Two Years After the Nigerian Girls Were Taken

Article/Op-Ed in the New Yorker
David Mbiyu / Shutterstock.com
April 13, 2016

Alexis Okeowo wrote for the New Yorker about the Nigerian girls abducted by Boko Haram:

Late last month, amid a spate of suicide bombings planned by the Islamist terrorist group Boko Haram in northeastern Nigeria and across the border in the far north of Cameroon, something strange happened.

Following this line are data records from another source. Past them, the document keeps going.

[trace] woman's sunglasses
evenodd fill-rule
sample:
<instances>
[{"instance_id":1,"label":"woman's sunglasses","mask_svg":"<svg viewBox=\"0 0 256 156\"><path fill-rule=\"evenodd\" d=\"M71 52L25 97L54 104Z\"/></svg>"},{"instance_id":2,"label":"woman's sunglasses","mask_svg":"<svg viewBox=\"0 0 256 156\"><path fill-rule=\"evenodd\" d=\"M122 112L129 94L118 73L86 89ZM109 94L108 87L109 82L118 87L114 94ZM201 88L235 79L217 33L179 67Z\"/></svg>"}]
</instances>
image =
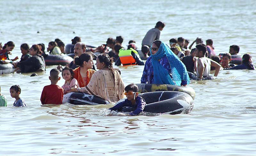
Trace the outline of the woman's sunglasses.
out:
<instances>
[{"instance_id":1,"label":"woman's sunglasses","mask_svg":"<svg viewBox=\"0 0 256 156\"><path fill-rule=\"evenodd\" d=\"M124 93L124 95L127 95L128 94L128 95L131 95L133 94L134 94L134 93L136 93L135 92L125 92Z\"/></svg>"},{"instance_id":2,"label":"woman's sunglasses","mask_svg":"<svg viewBox=\"0 0 256 156\"><path fill-rule=\"evenodd\" d=\"M154 51L156 51L158 48L151 48L151 50L153 50Z\"/></svg>"}]
</instances>

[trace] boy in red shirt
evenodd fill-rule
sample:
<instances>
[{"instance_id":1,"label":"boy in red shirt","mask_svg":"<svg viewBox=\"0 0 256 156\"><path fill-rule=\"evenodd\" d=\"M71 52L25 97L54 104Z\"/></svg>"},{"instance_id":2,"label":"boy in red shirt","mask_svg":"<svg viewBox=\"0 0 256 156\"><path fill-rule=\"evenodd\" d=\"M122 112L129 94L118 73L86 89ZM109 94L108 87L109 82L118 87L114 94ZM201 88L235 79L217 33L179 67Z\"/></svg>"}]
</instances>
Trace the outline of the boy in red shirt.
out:
<instances>
[{"instance_id":1,"label":"boy in red shirt","mask_svg":"<svg viewBox=\"0 0 256 156\"><path fill-rule=\"evenodd\" d=\"M49 77L51 85L44 86L41 95L40 100L43 105L62 104L63 88L57 85L58 81L60 79L59 74L60 71L57 69L51 70Z\"/></svg>"}]
</instances>

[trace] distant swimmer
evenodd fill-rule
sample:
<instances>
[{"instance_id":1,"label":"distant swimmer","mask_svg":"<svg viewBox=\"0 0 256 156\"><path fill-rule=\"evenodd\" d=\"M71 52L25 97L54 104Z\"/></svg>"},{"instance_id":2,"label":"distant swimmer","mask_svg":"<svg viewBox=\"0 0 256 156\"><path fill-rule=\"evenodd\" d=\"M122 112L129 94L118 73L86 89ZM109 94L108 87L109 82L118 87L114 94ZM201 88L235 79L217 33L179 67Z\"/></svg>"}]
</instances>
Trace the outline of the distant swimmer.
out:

A vigilante force in a Cameroonian town called Limani stopped a twelve-year-old girl and a thirty-five-year-old woman who were carrying explosives, and subsequently handed them over to authorities. While they were being questioned in custody, the girl said she had been sent by Boko Haram to detonate herself, which wasn’t in itself unusual—one of every five suicide bombings that the group has staged or inspired over the past two years has been executed by children, usually young girls. But the girl also said that she had ended up with the Islamist group after it kidnapped her and more than two hundred schoolgirls in the Nigerian town of Chibok, in a mass abduction that began on the evening of April 14, 2014, two years ago this Thursday.
As the Nigerian government prepared to send two parents of abducted girls from Chibok to Cameroon to determine whether the girl was, indeed, one of the kidnapped students, Nigerians speculated about her identity, and fretted at the slow release of news from the government. That one of the Chibok girls, of whom there has been no news since 2014, would have turned up as a forced suicide bomber seemed tragic but, in some ways, unsurprising. Rumors about the girls floated around the northeast: they were scattered around the scrubland of Cameroon, Chad, and Niger; they were sex slaves to fighters; they were trained as fighters; they were dead. But it soon emerged that the twelve-year-old girl was not from Chibok—she is from the nearby city of Maiduguri, and Boko Haram took her from another nearby town, Bama, a year ago—and the woman she was travelling with is a mother of two. With the second anniversary of the Chibok kidnapping approaching, the false identification of the almost-bomber had an extra sting. Nigerian President Muhammadu Buhari claims that he “technically” defeated Boko Haram in December, but attacks on towns and refugee camps continue. And most of the girls remain missing.